Subsidies to the railways since privatisation have increased by about 450% to around £5bn a year (Editorial, 21 August). Fare rises of up to 11% will doubtless contribute to the recently announced £12m-a-year bonus scheme for the top six executives at Network Rail. The coalition is in an ideological trap because any infrastructure problem, such as railways, has to be based on the private sector.
Railway privatisation was a triumph of ideology over common sense to produce the most expensive, fragmented, under-invested railway system in western Europe. Integration or cooperation within the system is bedevilled by at least 20 different franchisees, all operating to different timescales, plus the requirements of various regulators and the Department of Transport.
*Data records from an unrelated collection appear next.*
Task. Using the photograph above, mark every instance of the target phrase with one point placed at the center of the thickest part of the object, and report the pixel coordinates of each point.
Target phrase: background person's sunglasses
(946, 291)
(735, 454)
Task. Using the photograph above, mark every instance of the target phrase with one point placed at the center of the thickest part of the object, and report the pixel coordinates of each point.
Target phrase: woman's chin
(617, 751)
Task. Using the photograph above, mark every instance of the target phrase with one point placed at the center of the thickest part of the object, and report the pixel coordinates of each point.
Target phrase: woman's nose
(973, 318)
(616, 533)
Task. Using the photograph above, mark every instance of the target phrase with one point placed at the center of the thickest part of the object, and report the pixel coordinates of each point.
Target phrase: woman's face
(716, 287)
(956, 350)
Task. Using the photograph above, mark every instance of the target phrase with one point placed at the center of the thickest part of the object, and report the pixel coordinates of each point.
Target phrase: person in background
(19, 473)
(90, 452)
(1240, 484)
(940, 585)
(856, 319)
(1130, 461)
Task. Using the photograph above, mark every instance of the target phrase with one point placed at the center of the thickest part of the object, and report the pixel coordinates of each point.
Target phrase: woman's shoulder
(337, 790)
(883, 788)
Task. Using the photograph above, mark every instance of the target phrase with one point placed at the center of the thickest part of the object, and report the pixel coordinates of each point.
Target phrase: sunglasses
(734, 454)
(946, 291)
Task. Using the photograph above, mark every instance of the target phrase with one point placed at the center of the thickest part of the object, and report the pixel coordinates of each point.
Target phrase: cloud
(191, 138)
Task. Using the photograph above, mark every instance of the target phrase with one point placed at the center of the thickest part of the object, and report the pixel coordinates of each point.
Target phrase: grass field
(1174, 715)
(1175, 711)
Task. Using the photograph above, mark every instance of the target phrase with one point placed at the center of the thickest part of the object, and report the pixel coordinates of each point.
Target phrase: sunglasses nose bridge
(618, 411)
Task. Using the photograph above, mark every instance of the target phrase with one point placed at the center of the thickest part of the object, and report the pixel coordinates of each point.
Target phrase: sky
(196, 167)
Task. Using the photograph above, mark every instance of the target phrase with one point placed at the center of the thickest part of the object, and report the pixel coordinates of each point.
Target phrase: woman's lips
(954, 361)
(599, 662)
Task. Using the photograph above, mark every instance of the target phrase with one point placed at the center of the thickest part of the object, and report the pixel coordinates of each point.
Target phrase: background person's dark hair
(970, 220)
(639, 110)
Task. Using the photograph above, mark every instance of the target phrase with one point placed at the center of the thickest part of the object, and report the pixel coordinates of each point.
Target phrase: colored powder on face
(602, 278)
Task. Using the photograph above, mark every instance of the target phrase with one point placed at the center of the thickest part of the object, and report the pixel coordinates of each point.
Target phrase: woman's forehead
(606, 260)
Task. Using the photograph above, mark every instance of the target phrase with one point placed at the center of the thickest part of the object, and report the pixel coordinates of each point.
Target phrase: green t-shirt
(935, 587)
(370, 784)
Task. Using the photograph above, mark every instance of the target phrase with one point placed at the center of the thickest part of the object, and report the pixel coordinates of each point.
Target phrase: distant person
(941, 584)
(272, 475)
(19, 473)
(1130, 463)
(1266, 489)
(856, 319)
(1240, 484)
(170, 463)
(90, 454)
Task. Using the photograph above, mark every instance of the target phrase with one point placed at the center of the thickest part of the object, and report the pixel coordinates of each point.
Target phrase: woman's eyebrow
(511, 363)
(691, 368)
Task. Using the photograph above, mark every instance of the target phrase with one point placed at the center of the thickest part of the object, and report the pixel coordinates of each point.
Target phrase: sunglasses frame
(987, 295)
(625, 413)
Franchise holders have no incentive to invest when three years later they could lose the franchise – as Richard Branson discovered last week after spending an estimated £60m preparing Virgin’s bid. Meanwhile, several European state railway systems, able to plan coherently for the future – good railways with reasonable fares being seen as a good thing – are now running UK franchises and exporting the (guaranteed) profits to keep fares lower and improve the quality of services in their home countries.
Melton Constable, Norfolk
• What possible rational case can be made for “reforming” the Highways Agency to make it “more independent … so it can borrow large amounts without increasing the public deficit” (Report, 22 August)? The new body has to look “more independent” – so its borrowing costs will be higher than government’s, but met almost entirely from tax revenue (tolling of existing roads having been ruled out as politically difficult). So the taxpayer will be paying more for the roads, simply to save ministers’ faces, and possibly in the hope of fooling the IMF and the markets. This looks like more financial engineering – fresh from its triumphs in the private sector.